Herleif turned to see a big man glare at him from under a single, thick eyebrow. His belly was almost as big as that of the master of these fields, and his nose seemed to have been broken a great many times. Herleif spat in his hands, rubbed them together, and took up his pitchfork.

“Just a moment to catch my breath, is all,” he said, eyeing the newcomer. “Who are you?”

“I drive the carts,” the man said. “Name’s Sten.”

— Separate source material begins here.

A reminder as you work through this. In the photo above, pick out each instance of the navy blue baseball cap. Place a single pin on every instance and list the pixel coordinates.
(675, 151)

“Good name, that,” Herleid said.

Sten nodded and stared at Herleif for a few seconds. Just when Herleif was about to ask him what he wanted, Sten stepped closer.

“Want to make some extra coin?” He asked softly.

Herleif felt a cold, nervous tugging deep in his gut. He gripped the pitchfork tightly.

“What do you mean?”

“You sleep in the farmstead?” Sten said.

Herleif nodded.

“Where?”

“In the shed,” Herleif said. “Me and most of these other buggers who have to work tomorrow.”

“I’m sweet on a girl that sleeps there, too,” Sten said. “And I want to come and see her tonight.”

“Looking to steal some kisses, are you?”

Sten drew back his dry and cracked lips to reveal two rows of rotting teeth in what Herleif reckoned to be a smile. “You could say that,” Sten said. “I need a little friend inside, a little friend who can open the door for me.”

“Why not get the girl to do it herself?” Herleif said.

“It’s a surprise.” Sten said, and two fat fingers appeared from his pockets, holding a Silver Mark between them. That was enough to last Herleif more than a month in winter, maybe two weeks if he bought the occasional tankard of mead.

 “Sounds like a good surprise,” Herleif said.

The cart driver chuckled. “I knew you’d be up for it,” he said. “You just be sure to have a late night stroll near the gate when you hear a wolf howl. Have the watchman bugger off for a few minutes and whistle once in the dark when he’s gone.”